Avec humour, Rachid Benzine et Ismaël Saidi conversent et décryptent le texte sacré des musulmans.
LE MONDE | | Par Jean-Pierre Stroobants (Bruxelles, Correspondant)
Le livre
C’est un petit livre qui, sans doute, va dérouter. Par le ton qu’il adopte, empreint d’un humour inhabituel dans ce genre d’entreprise. Par le couple inédit que forment ses auteurs, l’un, « Belge, musulman de culture judéo-chrétienne », qui rêve de faire naître un « islam d’Europe » et s’alarme que dans sa ville, Bruxelles, de nombreuses mosquées, protégées par une liberté de culte qui les met à l’abri des regards, diffusent un message vide, intellectuellement pauvre, décalé par rapport aux exigences d’une société moderne. Ismaël Saïdi a écrit, en 2014, Djihad, une fable tragicomique sur l’engagement de jeunes paumés dans une cause dont, en définitive, ils ignorent tous les prétendus fondements.
L’autre est un érudit, chercheur, enseignant parisien qui, d’ouvrage en ouvrage, s’emploie à remédier à l’ignorance généralisée qui entoure l’islam, à faire connaître ce qu’il pense être sa vraie nature, à déconstruire les mythes, souvent destructeurs, que véhiculent certains courants fondamentalistes. Rachid Benzine a, par ailleurs, lui aussi écrit une pièce, Lettres à Nour (2016), récit poignant de la relation tragique entre un père, qui enseigne la religion musulmane, et sa fille, partie rejoindre un combattant.

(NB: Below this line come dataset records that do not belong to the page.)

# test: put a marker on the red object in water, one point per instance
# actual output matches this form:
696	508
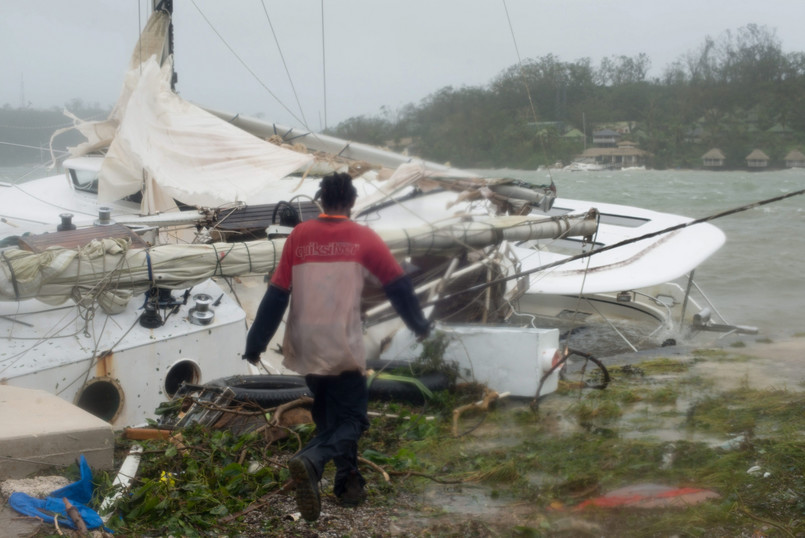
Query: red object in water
650	496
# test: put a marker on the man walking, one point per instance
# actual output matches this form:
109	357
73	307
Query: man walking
323	266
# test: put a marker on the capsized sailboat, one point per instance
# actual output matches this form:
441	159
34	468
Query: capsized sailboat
83	320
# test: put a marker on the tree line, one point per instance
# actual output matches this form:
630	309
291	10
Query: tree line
737	92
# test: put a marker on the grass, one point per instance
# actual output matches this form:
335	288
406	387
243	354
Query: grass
540	463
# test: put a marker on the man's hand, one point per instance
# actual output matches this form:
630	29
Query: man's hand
424	334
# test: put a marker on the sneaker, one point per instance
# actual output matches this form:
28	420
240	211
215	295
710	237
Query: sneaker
308	500
353	494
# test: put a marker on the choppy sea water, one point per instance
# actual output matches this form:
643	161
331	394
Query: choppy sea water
758	277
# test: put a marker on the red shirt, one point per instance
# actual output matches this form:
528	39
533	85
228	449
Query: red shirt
325	263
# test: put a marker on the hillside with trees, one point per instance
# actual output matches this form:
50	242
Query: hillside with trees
736	93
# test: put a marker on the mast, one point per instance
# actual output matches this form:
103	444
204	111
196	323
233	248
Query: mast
167	7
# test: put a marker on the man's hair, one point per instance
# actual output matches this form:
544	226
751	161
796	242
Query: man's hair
336	191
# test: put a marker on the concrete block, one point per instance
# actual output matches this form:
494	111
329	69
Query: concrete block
39	430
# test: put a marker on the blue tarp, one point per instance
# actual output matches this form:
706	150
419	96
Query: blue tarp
78	494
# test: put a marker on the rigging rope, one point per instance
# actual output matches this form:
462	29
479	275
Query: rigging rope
246	66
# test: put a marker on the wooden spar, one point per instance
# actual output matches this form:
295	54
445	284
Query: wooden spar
110	266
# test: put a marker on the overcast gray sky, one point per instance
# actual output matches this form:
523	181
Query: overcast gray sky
377	53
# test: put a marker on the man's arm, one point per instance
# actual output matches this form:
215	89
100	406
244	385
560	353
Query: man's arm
401	294
268	318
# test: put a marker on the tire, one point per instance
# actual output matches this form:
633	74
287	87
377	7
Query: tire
385	390
265	390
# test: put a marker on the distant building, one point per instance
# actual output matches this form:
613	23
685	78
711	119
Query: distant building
795	159
757	160
626	155
781	130
713	158
574	134
606	138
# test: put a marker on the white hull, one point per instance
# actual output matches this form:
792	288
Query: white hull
57	350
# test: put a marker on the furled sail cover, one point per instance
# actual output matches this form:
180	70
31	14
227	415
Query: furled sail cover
175	149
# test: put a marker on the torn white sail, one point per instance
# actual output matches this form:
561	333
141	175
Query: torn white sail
109	270
176	148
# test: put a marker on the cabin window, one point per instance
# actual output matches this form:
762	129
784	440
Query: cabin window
604	218
622	220
84	180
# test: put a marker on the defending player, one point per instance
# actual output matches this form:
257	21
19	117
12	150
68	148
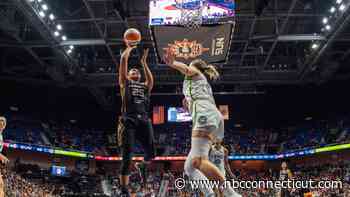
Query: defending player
218	155
2	157
208	123
134	123
285	174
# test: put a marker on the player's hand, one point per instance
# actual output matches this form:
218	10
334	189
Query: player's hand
4	160
128	50
169	57
144	56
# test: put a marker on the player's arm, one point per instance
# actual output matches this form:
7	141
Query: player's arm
169	59
3	158
290	175
148	74
227	165
123	67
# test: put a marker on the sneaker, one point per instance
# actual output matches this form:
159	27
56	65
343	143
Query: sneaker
124	193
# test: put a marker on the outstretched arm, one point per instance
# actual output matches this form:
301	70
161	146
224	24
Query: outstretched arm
227	165
148	74
169	59
123	67
3	158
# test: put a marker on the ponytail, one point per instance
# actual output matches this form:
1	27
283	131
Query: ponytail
211	72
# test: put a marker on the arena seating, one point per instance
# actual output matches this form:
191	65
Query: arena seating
174	139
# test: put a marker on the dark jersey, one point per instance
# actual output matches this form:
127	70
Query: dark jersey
135	99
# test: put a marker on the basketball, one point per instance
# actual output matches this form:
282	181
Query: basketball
132	36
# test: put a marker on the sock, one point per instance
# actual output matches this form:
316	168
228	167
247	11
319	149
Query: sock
199	176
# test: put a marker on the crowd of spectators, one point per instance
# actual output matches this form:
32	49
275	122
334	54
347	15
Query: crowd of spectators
174	138
17	186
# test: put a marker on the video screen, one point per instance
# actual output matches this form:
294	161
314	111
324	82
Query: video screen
158	115
178	114
58	171
224	111
168	12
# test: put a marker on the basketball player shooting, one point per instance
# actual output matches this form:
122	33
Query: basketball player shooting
208	123
3	159
134	123
285	174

Passant par le théâtre, le chemin du gamin de Saint-Josse et celui de l’intellectuel de Trappes étaient donc appelés à se croiser. Et de quoi parlèrent-ils ? De l’islam, évidemment… A propos duquel le premier avait énormément de questions, tandis que le second possédait des réponses, puisées dans sa connaissance de l’histoire et de l’anthropologie.
« Les grands textes sacrés sont des voyageurs. Ils traversent les siècles, voire les millénaires. Ils deviennent alors ce que les hommes de chaque époque en font », explique-t-il lors de sa première rencontre avec celui qui se demande si, en soumettant sa femme – comme, lui a-t-on dit, le Coran l’enseigne –, il pourra, enfin, installer dans sa chambre l’écran plasma qui lui permettrait de regarder plus confortablement Netflix… Raté : le savant qu’il consulte lui parle de « mur anthropologique », de la nécessité de replacer d’abord le texte dans son époque (le VIIe siècle).
Vision critique
« Pour comprendre le Coran, il faut comprendre trois choses essentielles : le temps, le lieu, le groupe humain du Coran », explique Richard Benzine. Et, dès lors, « quand on étudie l’histoire on doit repérer ce qui fait la spécificité de chaque société et quelles sont les différences. Il ne s’agit pas de juger, de dire que c’est bien ou mal, mais d’étudier ce qui est spécifique, sans ce qu’on appelle un jugement de valeur ».